The importance of having a wrestlers' union in professional wrestling
Analyzing the need for a wrestler's union in professional wrestling.
Last week, Daniel Bryan finally put the rumors to rest, when he confirmed that he was injured, and had to take yet another sabbatical from professional wrestling. Although the timeline of Bryan’s return is still up in the air, there is a good chance that we may have seen the last of one of the greatest technical wrestlers in the history of the business. When all is said and done, professional wrestlers, like any other normal human being, need to take care of themselves and their family, and if they have to choose between their well-being and competing in the ring, it is more often than not a no-brainer.
The logical conclusion may not always be rational; in the entertainment industry, especially in the WWE, the superstars spend 300 days in a year traveling and performing in front of the fans. While the fans and the youngsters cheer and boo the characters in the ring, the struggle of these superstars behind the curtains is unfathomable. Jesse Ventura once said that if you want to become a professional wrestler, you have to be prepared to live in constant pain almost every day.

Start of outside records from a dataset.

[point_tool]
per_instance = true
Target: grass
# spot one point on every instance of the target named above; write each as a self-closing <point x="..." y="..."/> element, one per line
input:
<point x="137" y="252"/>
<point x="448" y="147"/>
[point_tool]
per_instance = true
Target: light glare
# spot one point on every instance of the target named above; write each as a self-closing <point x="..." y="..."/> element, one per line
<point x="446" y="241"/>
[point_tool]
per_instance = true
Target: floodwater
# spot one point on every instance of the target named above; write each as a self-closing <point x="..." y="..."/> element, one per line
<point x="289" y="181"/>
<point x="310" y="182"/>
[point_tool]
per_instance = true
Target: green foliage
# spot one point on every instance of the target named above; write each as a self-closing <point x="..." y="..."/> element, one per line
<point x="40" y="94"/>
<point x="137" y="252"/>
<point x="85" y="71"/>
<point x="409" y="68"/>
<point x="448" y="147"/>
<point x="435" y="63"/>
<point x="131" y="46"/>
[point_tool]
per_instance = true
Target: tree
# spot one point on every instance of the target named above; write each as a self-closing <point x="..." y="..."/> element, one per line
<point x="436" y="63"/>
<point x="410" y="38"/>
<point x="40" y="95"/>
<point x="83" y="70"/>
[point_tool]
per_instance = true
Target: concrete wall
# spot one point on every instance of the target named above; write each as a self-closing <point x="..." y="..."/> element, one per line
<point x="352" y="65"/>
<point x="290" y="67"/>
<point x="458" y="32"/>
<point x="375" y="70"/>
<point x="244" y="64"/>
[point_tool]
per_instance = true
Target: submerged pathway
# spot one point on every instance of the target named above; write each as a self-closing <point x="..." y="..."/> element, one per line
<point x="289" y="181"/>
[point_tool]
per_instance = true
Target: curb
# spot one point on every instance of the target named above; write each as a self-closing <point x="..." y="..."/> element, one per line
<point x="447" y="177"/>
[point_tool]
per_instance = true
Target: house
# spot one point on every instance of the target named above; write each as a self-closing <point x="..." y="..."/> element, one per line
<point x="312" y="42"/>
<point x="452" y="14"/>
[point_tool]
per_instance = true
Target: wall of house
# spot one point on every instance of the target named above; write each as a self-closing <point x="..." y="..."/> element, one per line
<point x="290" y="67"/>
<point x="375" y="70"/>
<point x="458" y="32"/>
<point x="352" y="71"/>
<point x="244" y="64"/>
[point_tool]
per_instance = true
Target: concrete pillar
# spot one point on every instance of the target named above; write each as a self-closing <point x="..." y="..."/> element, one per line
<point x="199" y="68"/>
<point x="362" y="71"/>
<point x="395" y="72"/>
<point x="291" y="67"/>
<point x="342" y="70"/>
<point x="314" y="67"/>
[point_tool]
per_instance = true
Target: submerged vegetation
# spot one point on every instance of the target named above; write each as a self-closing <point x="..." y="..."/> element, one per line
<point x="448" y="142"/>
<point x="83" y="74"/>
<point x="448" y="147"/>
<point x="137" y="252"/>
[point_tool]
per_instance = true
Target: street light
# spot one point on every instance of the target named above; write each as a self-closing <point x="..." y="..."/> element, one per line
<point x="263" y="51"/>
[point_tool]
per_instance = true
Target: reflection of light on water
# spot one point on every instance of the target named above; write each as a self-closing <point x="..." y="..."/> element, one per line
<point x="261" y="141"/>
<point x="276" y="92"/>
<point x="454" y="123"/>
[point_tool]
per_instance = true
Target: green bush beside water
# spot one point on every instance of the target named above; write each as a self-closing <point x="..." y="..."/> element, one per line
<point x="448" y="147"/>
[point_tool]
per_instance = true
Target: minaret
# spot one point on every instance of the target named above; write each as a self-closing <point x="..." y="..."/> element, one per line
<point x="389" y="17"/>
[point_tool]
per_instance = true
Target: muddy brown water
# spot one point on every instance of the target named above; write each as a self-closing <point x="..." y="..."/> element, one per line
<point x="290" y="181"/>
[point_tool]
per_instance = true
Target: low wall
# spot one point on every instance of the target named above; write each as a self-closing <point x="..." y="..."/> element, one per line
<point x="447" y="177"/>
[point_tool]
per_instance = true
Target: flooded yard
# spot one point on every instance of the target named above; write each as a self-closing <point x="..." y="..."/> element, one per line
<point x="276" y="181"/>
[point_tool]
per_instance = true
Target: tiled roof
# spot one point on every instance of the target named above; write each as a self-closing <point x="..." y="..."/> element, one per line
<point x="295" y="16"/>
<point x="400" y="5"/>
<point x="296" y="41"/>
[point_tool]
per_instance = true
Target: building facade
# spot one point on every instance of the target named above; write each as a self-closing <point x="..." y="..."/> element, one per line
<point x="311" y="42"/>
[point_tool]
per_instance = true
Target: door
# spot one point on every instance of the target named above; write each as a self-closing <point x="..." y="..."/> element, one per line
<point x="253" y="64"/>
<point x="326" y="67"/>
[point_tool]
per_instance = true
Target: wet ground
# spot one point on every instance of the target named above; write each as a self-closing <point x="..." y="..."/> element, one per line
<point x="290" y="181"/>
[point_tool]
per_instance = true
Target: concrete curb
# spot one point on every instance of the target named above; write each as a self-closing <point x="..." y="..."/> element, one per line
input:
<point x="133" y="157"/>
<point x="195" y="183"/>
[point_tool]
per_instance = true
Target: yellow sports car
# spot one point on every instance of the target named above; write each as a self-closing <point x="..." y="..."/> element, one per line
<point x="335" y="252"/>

Beyond the smoke and mirror, and away from the spotlight and the mad circus that is professional wrestling, one doesn’t often think about the personal lives of the superstars – the same performers who put a smile on the faces of the fans, as they’re supposed to, may be going through a tumultuous and torrid times in their personal lives. So why do they still persist with working over 5 days a week throughout the year? Putting things in perspective, one wonders how Daniel Bryan would survive while being injured.
The WWE takes care of their employees when they’re injured by sending them their paychecks and their royalty checks, but that wasn’t always the case. Professional wrestling, in its crudest form is one of the most demanding and unforgiving jobs in the world. Back in the 70s and 80s, it almost wasn’t worth getting into the wrestling industry, as more often than not, the performers ended up spending more than what they earned, and in case they suffered an injury, the writing was almost on the wall regarding their exit from the organization.
One of the most devastating periods for professional wrestlers was during the industry’s heyday – The Monday Night Wars. While most of the fans would claim that the “War” did more good than harm, it led to the performers getting protective about their spots. It was later revealed that most of the performers worked hurt, and in the process got addicted to pain pills and drugs. One of the most notable cases was Davey Boy Smith, better known as The British Bulldog, who hurt his back while performing, and was later released from WCW when he was home, recuperating.
This wasn’t the only instance, but a common practice, as many other performers were cut from the organizations when they couldn’t perform for more than 8 weeks while they were injured.